Psikopat gibi gülmeye çalışıp, onu ben korurum manasında bakışlar atıyordu. Doğan Mete'ye salak bu çocuk diyerek baktıktan sonra gıcıklığına bağırdı.

"Uğur, Mete kalkmıyor!"

"Ya neden öyle diyorsun kalktım ya!"

"Bu kalkmış halin mi?"

Oturma odasından Uğur'un sesi gelmeye başladı.

"Mete neden uğraştırıyorsun abini."

"Yalan söylüyor enişte kalmışım ben burada ya. Aa çık da üzerimi giyeneyim abicim."

Abisine sinsi sinsi bakarken Doğan da odadan çıktı. Tam yatağına geri yatmaya çalışırken Doğan kapıdan içeriye doğru bağırdı.

"Kalk üzerini giyin!"

"Aman be."

Mızmızlanarak da olsa üzerini giyinmeye başladı. Okula gitmek istemiyordu ve şu an yapmak istediği tek şey uyumaktı. Üzerini giyinip oturma odasına doğru geldi, abisi kahvaltıyı çoktan hazırlamış kendisini bekliyordu. Eniştesi ise Deniz'i kucağına almış onu seviyordu.

"Hadi gelin artık. Uğur işe geç kalacağız hadi ama."

Uğur mızmızlanarak kızını yatağına geri bırakıp sofraya oturdu.

"Mete bakıcıyı bugün sen karşıla tamam mı? Bizim işe gitmemiz lazım, sen okula gitmeden bak bakalım tam olarak nasıl biri. Tamam konuştuk falan, iyi biri de gene de. Bir şey olursa hemen ara tamam mı?"

"Tamam enişteciğim, sorun yok ben hallederim"

"Mete varya seni döveceğim."
Dedikten sonra ona vurmaya çalışıyormuş gibi yapıyordu.
"Neden ya?"
"Uğur bir şey deyince hemen tamam diyorsun. Beni niye uğraştırıyorsun velet."
Tripli bir şekilde kardeşine bakmaya başladı. Bu sırada Uğur gülüyordu.
"Üzülme abicim."
Doğan kardeşine gıcık gıcık baktıktan sonra gülüp yemeğine devam etti.
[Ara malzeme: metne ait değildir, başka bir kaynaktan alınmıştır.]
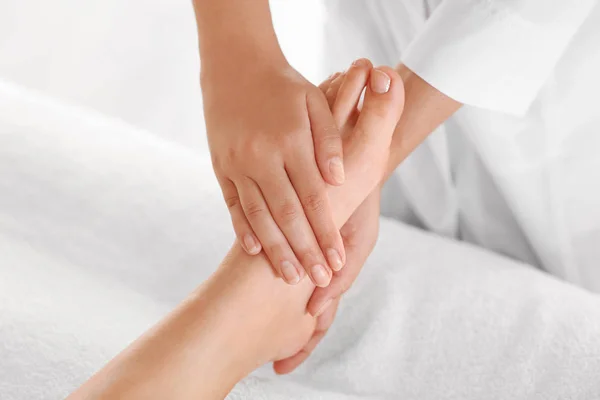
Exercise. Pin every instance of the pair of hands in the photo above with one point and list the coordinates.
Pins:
(273, 155)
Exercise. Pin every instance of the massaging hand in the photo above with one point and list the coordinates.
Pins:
(359, 233)
(275, 146)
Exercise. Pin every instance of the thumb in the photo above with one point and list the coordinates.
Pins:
(327, 139)
(381, 110)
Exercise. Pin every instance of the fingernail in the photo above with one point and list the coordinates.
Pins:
(334, 259)
(323, 308)
(320, 276)
(336, 167)
(361, 62)
(380, 81)
(290, 273)
(251, 245)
Bir süre sonra hepsinin kahvaltısı bittiğinde, Doğan ve Uğur işe gittiler. Mete ise evde tek başına kalmış, dedikleri bakıcının gelmesini bekliyordu. Daha sonra okula gidecekti. Doğan ve Uğur işe gittiği zaman Deniz'e bakan biri olmak zorundaydı, ve bu yüzde de bir bakıcı tutma kararı almışlardı. Bir kaç kişiyi araştırdıktan sonra, genç bir çocuğun paraya ihtiyacı olduğunu ve bu yüzden de kabul etmelerini istemişti.

İyi ve temiz bir çocuk olduğunu anladıklarında kabul etmişlerdi. Çocuk sabahçı olarak okula gidiyordu ve çıktığı gibi onların evine gelecekti, zaten o zamana kadar da Mete evde olacaktı. Daha sonra anlaşmalarına göre Doğan ve Uğur gelene kadar da genç çocuk evde kalacaktı.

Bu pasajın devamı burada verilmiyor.